The legislation would also require that the information obtained during the 2005-06 surveillance be purged from government databases.

"Citizen activists are not terrorists. They are patriots," said Raskin, as he introduced Mike Tidwell, executive director of the Chesapeake Climate Action Network, whose name appeared on a list along with three of his staff members.

"You cannot have positive change in a democracy without average citizens speaking out and being inspired by their leaders and taking action exactly of the sort that was deemed a threat," said Tidwell.

He expressed faith in the bill.

"I am satisfied that it will be effective and that it will protect future Marylanders from this sort of police abuse," he said.

Delegate Hucker was a career activist himself before running for office and is also a member of several of the groups that were being watched.

"It really boggles the mind to know that our police were using our precious state tax dollars to do surveillance of peaceable activists," he said.

The legislation follows the recommendations of a report by former Maryland attorney general Stephen H. Sachs, who found the state police was violating federal regulations by transmitting its investigative findings to the federally funded Washington-Baltimore High Intensity Drug Trafficking Area program.

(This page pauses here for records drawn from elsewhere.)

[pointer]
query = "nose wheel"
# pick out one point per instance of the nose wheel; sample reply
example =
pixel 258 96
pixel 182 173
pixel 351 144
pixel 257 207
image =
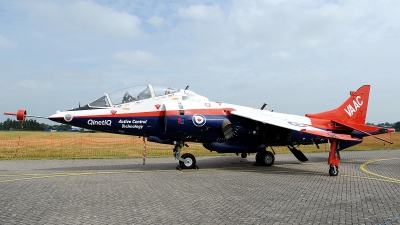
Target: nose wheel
pixel 187 160
pixel 333 171
pixel 189 163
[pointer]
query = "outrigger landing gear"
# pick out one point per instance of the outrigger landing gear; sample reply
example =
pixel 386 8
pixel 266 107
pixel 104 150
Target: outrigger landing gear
pixel 334 158
pixel 187 160
pixel 265 158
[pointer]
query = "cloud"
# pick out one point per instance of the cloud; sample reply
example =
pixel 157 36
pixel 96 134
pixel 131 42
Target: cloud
pixel 5 43
pixel 85 16
pixel 139 59
pixel 156 21
pixel 202 13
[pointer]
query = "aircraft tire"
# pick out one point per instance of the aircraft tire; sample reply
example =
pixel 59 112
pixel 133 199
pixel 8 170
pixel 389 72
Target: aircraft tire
pixel 265 158
pixel 188 165
pixel 333 171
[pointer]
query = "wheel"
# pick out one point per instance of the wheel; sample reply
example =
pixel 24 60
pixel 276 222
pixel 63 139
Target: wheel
pixel 333 171
pixel 191 161
pixel 265 158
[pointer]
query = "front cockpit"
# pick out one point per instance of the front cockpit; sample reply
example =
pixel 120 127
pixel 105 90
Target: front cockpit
pixel 126 95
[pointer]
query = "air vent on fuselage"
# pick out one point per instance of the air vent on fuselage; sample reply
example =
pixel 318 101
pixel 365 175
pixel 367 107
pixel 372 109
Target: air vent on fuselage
pixel 227 129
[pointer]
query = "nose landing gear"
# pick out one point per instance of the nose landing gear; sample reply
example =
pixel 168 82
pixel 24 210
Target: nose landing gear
pixel 187 160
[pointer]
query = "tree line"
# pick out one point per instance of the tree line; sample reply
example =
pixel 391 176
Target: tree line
pixel 33 125
pixel 30 125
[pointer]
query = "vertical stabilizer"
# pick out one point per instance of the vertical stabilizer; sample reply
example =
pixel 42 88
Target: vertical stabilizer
pixel 353 110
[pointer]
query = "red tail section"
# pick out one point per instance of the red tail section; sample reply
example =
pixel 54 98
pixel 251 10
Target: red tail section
pixel 353 110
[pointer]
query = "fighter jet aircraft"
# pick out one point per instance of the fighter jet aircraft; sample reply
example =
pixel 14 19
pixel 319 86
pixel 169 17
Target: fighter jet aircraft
pixel 175 116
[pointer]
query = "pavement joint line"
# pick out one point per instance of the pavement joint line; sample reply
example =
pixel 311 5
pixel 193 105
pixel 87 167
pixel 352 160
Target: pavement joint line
pixel 240 169
pixel 362 167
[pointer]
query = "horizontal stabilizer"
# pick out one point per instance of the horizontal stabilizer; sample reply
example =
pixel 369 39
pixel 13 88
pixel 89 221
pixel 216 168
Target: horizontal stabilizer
pixel 352 127
pixel 330 135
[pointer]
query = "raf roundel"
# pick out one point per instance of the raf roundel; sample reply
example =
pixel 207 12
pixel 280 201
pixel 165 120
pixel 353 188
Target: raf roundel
pixel 198 120
pixel 68 117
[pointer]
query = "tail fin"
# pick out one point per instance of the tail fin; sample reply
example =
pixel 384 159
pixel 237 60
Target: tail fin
pixel 353 110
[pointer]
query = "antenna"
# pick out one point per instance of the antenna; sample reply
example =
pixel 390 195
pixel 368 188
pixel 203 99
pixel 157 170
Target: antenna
pixel 262 107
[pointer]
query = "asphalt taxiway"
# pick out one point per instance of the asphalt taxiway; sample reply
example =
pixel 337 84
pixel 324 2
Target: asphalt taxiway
pixel 224 190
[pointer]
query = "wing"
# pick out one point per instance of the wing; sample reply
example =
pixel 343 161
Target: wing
pixel 268 118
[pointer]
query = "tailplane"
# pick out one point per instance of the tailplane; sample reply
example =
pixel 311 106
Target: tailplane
pixel 353 110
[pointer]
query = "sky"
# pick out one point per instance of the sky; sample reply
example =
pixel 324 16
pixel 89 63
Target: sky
pixel 297 56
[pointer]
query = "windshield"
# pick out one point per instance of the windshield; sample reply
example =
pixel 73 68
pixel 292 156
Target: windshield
pixel 101 102
pixel 138 93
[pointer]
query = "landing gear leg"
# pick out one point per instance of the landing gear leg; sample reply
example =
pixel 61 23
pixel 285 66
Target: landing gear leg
pixel 334 158
pixel 265 158
pixel 187 160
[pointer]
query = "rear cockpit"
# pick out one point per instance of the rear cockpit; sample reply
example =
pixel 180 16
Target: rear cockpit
pixel 126 95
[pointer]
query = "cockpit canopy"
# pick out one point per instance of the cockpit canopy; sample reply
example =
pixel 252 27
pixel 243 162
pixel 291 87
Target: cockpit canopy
pixel 130 94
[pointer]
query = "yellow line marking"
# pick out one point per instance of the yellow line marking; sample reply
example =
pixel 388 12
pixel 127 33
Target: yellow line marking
pixel 362 167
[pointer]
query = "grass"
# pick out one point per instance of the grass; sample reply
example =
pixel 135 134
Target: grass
pixel 56 145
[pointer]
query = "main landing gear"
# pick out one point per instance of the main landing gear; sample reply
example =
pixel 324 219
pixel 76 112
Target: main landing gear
pixel 187 160
pixel 334 157
pixel 265 158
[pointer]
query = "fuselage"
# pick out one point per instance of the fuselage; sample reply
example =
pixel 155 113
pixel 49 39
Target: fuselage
pixel 183 115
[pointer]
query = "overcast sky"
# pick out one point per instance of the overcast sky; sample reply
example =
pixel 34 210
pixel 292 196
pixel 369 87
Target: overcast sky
pixel 297 56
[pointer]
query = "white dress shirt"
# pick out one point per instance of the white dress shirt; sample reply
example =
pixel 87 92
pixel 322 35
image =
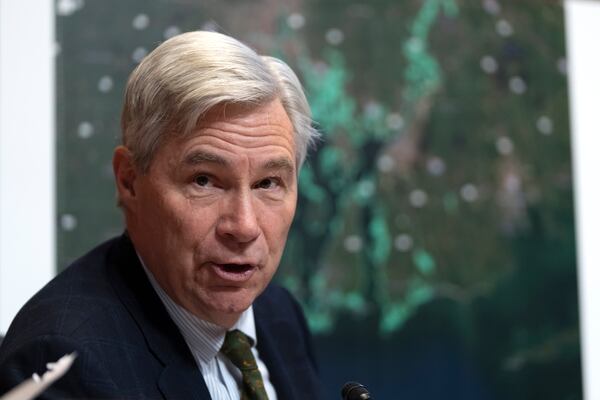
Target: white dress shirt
pixel 205 339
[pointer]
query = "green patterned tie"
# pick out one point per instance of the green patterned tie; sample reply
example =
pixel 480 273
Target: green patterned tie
pixel 237 348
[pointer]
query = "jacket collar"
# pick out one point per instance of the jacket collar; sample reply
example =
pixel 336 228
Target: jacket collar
pixel 181 377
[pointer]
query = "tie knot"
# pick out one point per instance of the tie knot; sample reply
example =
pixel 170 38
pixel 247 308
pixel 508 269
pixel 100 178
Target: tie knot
pixel 237 347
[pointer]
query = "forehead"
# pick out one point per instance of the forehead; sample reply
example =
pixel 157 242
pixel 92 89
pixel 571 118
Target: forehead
pixel 231 130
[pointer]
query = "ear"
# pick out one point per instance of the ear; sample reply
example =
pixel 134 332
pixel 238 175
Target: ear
pixel 125 176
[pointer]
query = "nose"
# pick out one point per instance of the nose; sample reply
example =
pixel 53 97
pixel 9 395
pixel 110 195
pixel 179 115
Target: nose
pixel 238 222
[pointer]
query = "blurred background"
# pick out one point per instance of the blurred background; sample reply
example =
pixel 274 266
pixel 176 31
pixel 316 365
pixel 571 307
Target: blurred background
pixel 433 248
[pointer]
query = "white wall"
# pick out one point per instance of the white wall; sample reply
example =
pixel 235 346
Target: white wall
pixel 27 124
pixel 583 52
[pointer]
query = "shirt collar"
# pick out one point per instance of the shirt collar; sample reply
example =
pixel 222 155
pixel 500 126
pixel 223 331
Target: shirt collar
pixel 204 338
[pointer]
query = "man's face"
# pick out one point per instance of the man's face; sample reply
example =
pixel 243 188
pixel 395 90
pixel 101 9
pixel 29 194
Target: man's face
pixel 211 216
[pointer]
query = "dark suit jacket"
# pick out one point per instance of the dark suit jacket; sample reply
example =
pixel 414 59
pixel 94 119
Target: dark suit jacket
pixel 104 308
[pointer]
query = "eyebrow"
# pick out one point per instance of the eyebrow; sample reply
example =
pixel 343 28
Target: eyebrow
pixel 201 157
pixel 279 163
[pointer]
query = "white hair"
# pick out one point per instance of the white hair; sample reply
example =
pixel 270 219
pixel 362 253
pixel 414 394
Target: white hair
pixel 190 74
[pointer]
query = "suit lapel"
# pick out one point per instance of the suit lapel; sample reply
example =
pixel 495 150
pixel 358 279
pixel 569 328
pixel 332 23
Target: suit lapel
pixel 181 377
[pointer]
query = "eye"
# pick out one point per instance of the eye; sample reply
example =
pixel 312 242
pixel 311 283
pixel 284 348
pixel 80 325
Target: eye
pixel 267 183
pixel 202 180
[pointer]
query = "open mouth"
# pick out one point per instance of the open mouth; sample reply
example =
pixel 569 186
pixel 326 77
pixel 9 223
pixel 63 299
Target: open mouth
pixel 236 268
pixel 234 272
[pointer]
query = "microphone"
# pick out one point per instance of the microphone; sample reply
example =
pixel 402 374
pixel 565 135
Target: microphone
pixel 355 391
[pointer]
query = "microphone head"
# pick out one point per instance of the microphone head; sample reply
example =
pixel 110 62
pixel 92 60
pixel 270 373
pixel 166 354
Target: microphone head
pixel 355 391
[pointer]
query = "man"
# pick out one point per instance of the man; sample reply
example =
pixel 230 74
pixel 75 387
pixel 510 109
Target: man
pixel 180 306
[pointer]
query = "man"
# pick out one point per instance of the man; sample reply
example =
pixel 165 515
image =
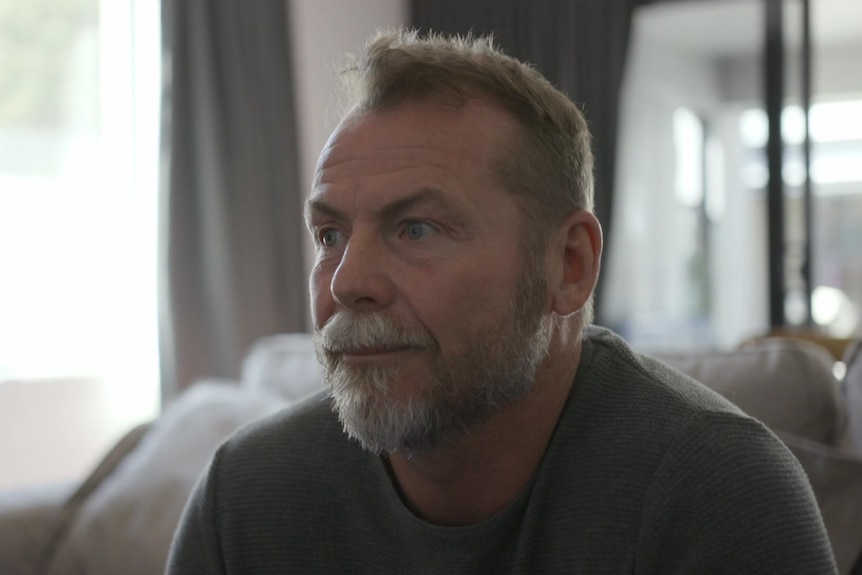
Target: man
pixel 473 423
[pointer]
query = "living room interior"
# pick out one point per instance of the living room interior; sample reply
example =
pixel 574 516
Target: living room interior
pixel 96 342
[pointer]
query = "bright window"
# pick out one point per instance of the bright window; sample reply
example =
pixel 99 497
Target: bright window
pixel 79 121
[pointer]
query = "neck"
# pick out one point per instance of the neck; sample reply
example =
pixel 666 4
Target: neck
pixel 476 478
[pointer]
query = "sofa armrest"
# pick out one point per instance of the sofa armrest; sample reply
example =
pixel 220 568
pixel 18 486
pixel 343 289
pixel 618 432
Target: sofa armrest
pixel 27 520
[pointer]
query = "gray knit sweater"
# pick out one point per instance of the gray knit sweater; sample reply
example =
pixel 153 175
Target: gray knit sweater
pixel 647 472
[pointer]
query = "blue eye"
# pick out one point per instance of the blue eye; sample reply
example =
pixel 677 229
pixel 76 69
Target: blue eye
pixel 417 230
pixel 328 237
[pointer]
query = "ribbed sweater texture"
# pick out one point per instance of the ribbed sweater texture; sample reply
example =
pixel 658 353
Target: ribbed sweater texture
pixel 648 472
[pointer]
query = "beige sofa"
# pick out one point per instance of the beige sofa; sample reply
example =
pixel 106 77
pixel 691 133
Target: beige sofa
pixel 121 519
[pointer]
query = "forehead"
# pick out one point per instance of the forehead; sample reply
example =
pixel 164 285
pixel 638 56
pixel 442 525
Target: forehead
pixel 415 139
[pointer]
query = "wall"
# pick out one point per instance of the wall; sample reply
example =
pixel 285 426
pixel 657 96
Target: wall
pixel 57 430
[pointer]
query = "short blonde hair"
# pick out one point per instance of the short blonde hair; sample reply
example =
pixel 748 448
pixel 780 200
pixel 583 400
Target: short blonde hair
pixel 550 167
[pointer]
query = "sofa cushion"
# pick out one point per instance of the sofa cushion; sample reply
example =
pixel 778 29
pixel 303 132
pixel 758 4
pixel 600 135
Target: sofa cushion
pixel 787 384
pixel 852 387
pixel 283 364
pixel 28 517
pixel 836 478
pixel 126 524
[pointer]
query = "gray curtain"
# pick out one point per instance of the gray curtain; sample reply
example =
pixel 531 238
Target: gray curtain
pixel 231 266
pixel 579 45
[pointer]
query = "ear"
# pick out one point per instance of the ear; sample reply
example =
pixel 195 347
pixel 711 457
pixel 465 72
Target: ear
pixel 575 253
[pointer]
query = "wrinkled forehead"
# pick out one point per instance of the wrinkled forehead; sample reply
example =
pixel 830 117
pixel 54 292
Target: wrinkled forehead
pixel 476 131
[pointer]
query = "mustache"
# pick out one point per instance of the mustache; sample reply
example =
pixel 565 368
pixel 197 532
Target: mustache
pixel 347 331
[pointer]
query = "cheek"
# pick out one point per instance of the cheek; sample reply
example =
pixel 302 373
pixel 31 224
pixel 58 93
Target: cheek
pixel 322 303
pixel 465 304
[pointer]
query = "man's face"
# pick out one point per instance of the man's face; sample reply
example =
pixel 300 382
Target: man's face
pixel 428 319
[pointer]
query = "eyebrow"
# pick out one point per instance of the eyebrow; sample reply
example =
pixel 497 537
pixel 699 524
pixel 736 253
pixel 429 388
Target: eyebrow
pixel 391 211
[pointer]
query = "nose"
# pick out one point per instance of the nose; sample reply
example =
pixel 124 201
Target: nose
pixel 361 280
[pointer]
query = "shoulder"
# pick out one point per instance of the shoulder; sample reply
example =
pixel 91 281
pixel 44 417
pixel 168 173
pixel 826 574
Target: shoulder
pixel 614 378
pixel 729 493
pixel 303 443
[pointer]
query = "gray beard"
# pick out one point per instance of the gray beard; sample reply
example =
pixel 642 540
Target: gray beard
pixel 497 368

Legislators were careful not to point fingers at the state police.

"I'm sorry for the state police, who were following orders to do what they were supposed to do," said Hixson. "I think they were asked to do something that was unconstitutional and wrong."

Police spokesman Greg Shipley said that Maryland State Police Colonel Terrence B. Sheridan had already implemented new policies and procedures, and that the department stood ready to comply with any bill passed by the legislature.

"That's the purpose of having a representative government," he said. "It's an important issue, and one that we are constantly concerned with and willing to work with the legislature on."

Equality Maryland, a lesbian, gay, bisexual and transgender civil rights group, recently discovered that it had been included on a list of "political protest groups thought to be a threat to public safety."

Dan Furmansky, former executive director of the group, said, "What we've received from the Maryland State Police so far is actually quite chilling."

He said that, with the help of the ACLU, the group now has evidence that the Maryland State Police had been monitoring its e-mails. He was worried that he might be on an individual list as well.

"I don't yet know. I am scared to find out," he said.

Capital News Service contributed to this report.